Peter Schiff called Jamie Dimon’s proposal to subject stablecoin issuers to bank-style regulation ‘nonsense’, saying stablecoins lack FDIC insurance and use different reserve models.

Economist and gold advocate Peter Schiff criticized JPMorgan Chase CEO Jamie Dimon’s call to apply bank rules to stablecoin issuers, calling the comparison “nonsense” in a social media post. Schiff said stablecoins are not FDIC-insured and do not operate like traditional banks.

Dimon has argued that firms offering bank-like services should face comparable oversight. He pointed to FDIC insurance, community reinvestment obligations, branch access rules and extensive regulatory scrutiny as standards banks meet, adding: “If he takes deposits like a bank, he should have bank rules.” Dimon also said people remain free to buy cryptocurrency but regulators should ensure fairness.

Schiff wrote that major stablecoin issuers generally maintain one-to-one reserves backed by cash and short-term U.S. Treasury bills, while banks use fractional-reserve deposits to make loans. He argued that applying bank capital and compliance requirements to reserve-backed stablecoin issuers would not reflect how those firms operate.

The debate has intensified as the Senate Banking Committee advanced the Digital Asset Market Clarity Act, known as the CLARITY Act, in a 15-9 bipartisan vote on May 14. The bill would create a federal framework for digital asset markets and clarify oversight roles for securities and derivatives regulators.

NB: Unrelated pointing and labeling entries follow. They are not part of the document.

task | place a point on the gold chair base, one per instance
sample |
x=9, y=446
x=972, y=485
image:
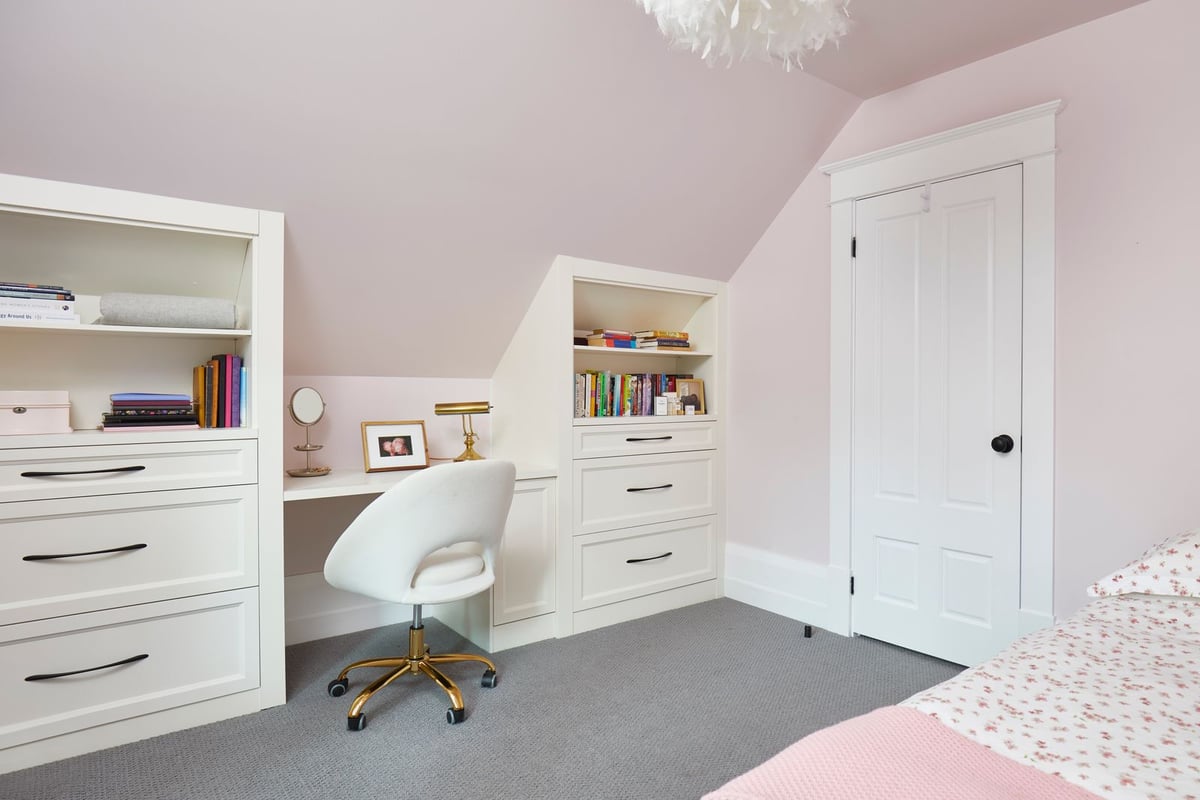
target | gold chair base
x=419, y=661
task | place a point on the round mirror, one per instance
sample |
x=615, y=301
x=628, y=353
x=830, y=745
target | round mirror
x=306, y=405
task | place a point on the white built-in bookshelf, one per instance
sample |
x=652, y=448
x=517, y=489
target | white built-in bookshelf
x=624, y=547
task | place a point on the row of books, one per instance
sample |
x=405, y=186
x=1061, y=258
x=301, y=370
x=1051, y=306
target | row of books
x=647, y=340
x=150, y=411
x=220, y=391
x=36, y=302
x=607, y=394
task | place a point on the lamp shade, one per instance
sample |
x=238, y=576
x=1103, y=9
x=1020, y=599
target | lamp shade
x=479, y=407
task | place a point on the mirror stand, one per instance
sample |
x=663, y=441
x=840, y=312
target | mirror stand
x=307, y=449
x=306, y=408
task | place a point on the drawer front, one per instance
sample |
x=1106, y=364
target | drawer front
x=195, y=649
x=163, y=545
x=88, y=470
x=594, y=441
x=625, y=564
x=641, y=489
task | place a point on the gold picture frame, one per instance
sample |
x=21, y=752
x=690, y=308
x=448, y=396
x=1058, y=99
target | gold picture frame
x=691, y=392
x=391, y=445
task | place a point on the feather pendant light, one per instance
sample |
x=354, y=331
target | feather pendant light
x=766, y=30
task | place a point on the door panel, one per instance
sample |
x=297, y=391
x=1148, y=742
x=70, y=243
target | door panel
x=937, y=334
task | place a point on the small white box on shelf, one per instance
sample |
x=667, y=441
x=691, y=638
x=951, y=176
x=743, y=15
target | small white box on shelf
x=34, y=411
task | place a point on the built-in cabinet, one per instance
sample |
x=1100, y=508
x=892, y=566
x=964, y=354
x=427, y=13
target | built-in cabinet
x=640, y=498
x=520, y=607
x=141, y=572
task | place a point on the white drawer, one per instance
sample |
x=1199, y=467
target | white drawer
x=43, y=473
x=624, y=564
x=640, y=489
x=195, y=649
x=174, y=543
x=593, y=441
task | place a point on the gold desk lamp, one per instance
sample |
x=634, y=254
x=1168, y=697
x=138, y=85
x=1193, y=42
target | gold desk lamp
x=468, y=427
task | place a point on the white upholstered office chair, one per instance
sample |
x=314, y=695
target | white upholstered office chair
x=430, y=539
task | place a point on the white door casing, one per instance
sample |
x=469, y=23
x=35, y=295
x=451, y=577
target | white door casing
x=1025, y=137
x=937, y=374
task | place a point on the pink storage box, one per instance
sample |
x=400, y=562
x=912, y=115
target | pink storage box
x=34, y=413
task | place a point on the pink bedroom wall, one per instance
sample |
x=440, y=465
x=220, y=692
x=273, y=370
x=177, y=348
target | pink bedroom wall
x=1127, y=283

Regulators face a choice over how to classify digital asset firms that offer yield-like products: as banks, as payment firms, or as a separate category. That decision would affect reserve disclosure rules, capital and liquidity requirements, and how rewards or interest on stablecoin holdings are treated and supervised.

Dimon has singled out Coinbase and its CEO, Brian Armstrong, in his critique, saying some firms seek regulatory changes that would let them avoid bank obligations. Industry participants have pressed for clearer rules; others, including Schiff, have opposed applying bank-style capital and compliance regimes to stablecoin issuers.